Debugging The Bestseller Code

Last year, there was a onetime flurry of attention over a website called I Write Like. Everyone was delighted to throw in their own manuscript paragraphs and see what famous author-names came out—although the fun deflated when it was noticed that nobody writes like women. Today, on a whim, I entered the first section from Damned if You Do.

I write like: Anne Rice.

Yeah, I'll accept that. Plus, it means more female authors have been added to the database! (Though Virginia Woolf still writes like James Joyce. Nobody tell her—she'll be pissed.)

Today, thanks to Tumblr user myonetrupassion, I discovered a website called The Bestseller Code, which promises to tell you how commercially viable your work is. Based on sentence length and word complexity.

Oh, really? I think. And cracked the knuckles on my typing fingers.

To begin, I put in that same excerpt from Damned if You Do and selected "romance" as the genre. And what came out was this:

It seemed like a fair cop. I like the big Latinate words, and I throw them around like they're going out of style. But then I looked at the list of complex bolded words in red and had second thoughts. Along with "proficient," "dossier," and "unparalleled," here are some of the words that are considered complex:

  • lovingly
  • preparation
  • criminals
  • naturally
  • every
  • recently
  • separated
  • punishment
  • inflexible
  • certainly
  • somehow
  • understanding
  • anything
  • defense
  • soldier
  • amazement
  • imagine

This is boggle-worthy. I can't make myself accept that the word "lovingly" is too complex for the romance genre. And where would mysteries, thrillers, or romantic suspense be without "criminals"?

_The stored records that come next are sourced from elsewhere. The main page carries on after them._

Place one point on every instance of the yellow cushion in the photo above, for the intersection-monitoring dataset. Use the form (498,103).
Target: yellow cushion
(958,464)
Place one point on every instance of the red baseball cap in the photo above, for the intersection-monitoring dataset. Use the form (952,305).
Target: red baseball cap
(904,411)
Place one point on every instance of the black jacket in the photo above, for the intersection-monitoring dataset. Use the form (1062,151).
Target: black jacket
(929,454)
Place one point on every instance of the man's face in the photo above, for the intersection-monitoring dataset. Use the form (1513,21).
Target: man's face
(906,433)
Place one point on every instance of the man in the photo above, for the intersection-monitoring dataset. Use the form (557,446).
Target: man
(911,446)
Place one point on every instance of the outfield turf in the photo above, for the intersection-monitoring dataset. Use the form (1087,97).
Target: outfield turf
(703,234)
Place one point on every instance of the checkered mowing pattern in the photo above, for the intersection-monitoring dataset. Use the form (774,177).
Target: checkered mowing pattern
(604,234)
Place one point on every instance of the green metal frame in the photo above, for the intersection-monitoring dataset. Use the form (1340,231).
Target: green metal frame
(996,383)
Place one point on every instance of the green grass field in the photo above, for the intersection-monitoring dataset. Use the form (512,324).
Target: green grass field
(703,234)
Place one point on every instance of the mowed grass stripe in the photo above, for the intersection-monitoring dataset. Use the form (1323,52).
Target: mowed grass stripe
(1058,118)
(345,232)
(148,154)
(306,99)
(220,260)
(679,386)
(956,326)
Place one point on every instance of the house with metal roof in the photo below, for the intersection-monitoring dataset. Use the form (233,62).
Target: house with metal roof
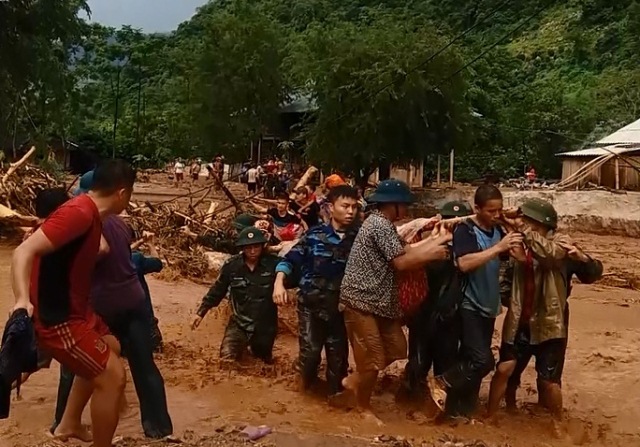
(612,162)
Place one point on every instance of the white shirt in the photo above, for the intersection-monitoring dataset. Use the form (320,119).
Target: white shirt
(252,175)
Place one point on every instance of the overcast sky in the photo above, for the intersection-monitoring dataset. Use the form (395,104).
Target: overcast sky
(150,15)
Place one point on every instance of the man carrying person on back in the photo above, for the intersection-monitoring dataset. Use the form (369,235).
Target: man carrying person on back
(369,291)
(537,320)
(51,278)
(317,263)
(478,245)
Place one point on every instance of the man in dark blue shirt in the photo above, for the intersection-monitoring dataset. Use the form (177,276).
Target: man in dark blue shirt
(317,262)
(477,245)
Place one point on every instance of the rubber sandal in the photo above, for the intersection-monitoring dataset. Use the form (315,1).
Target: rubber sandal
(438,395)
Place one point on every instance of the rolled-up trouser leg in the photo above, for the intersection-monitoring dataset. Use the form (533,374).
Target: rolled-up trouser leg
(261,343)
(476,356)
(420,352)
(235,341)
(337,352)
(312,335)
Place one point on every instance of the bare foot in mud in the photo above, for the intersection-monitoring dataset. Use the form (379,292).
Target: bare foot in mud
(81,433)
(345,400)
(370,416)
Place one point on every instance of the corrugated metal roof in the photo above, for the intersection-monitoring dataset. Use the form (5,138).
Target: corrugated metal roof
(598,151)
(629,134)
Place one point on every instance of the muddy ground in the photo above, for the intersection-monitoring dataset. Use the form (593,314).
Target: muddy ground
(211,402)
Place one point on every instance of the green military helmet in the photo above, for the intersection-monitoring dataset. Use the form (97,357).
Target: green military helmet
(456,208)
(392,191)
(250,236)
(540,211)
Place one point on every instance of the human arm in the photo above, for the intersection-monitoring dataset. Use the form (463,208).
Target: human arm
(286,267)
(215,294)
(62,227)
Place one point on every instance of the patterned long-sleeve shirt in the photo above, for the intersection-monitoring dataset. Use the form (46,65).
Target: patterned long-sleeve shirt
(250,292)
(317,264)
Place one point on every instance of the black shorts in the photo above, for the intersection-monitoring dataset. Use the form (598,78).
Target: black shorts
(550,359)
(521,349)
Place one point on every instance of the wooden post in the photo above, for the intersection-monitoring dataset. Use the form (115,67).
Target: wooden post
(451,156)
(260,150)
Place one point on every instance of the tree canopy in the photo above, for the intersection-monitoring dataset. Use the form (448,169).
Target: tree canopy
(384,87)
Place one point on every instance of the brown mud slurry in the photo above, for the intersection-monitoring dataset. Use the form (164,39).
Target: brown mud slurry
(209,401)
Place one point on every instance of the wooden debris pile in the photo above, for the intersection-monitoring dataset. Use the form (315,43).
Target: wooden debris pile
(177,244)
(20,183)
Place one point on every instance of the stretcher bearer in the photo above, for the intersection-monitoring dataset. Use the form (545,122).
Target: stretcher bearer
(316,264)
(369,292)
(478,245)
(248,279)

Just how do proven commercial successes fare against the algorithm, you ask? The answer: not well.

The famous, brilliant opening of Jane Austen's Pride and Prejudice initially gets a 15.5 (as both literature and romance). When I switch to an excerpt of the scene where Darcy and Elizabeth are discussing his reticence (the "we neither of us perform to strangers" scene), the score for both genres goes down to 15.4.

An excerpt from Breaking Dawn (note: super-hard to find Twilight excerpts online): 15.6.

The opening pages of The Hunger Games (genre: YA) gets a measly 10.7.

The opening of Genesis, from the Bible, the best-selling book of all time (genre: Literature, probably): 7.4.

And—this really was my favorite one—super-mega-bestseller The Da Vinci Code scored only 14, with slightly more word complexity than the average thriller. (I am avidly curious to know what texts they used to generate these "average" numbers.) Bolded red words from this excerpt include: telephone, hotel, visitor, darkness, evening, and probably.

Ultimately, my problem with the Bestseller Code is not that they guarantee their formula will bring commercial success. They know better than to offer such a guarantee. They also admit that they are stretching the definition of "complex" to pretty much mean just "multisyllable." (Which—argh! Words have actual meanings! Length is not the best measure of complexity!)

But—and here's my objection—they suggest their algorithm can be a useful tool for revision. To quote from the website: "Paragraphs littered with red words should be revised to improve readability even if the individual words themselves are not particularly sophisticated."

In other words: let's make sure we have plenty of small words to give the long words breathing room. Let's never use the word "telephone" and "hotel" in the same paragraph because readers might be confused. The great minds behind the Bestseller Code apparently live in a nightmarish world where telephones do not come standard in hotel rooms.

I strenuously object to this flattening-out of vocabulary as a hard-and-fast rule. English is a rich and thieving tongue, full of stolen words and shifting definitions. It is a mutant, cannibal language. There is no need to fear complexity as such—especially not in a world where the dictionary is a keystroke away. But then, I'm a fan of Austen and Dickens and Melville, of Joyce and Calvino and David Foster Wallace. When I find a word that I don't recognize, it's an exciting moment, like discovering a new species of beetle in the backyard.

As writers, word choices define us. Hemingway told stories like this: "For sale: baby booties, never worn."

Joyce—sometimes—told them like this: "And as no man knows the ubicity of his tumulus nor to what processes we shall thereby be ushered nor whether to Tophet or to Edenville in the like way is all hidden when we would backward see from what region of remoteness the whatness of our whoness hath fetched his whenceness."

And, so far, quite happily, I tell stories like this: "Idared was proficient in the use of all the correct torture implements for a demoness of her rank, but with the whip she was an artist of unparalleled caliber."

They can have my complex words when they pry them from my hyperborean, moribund appendages.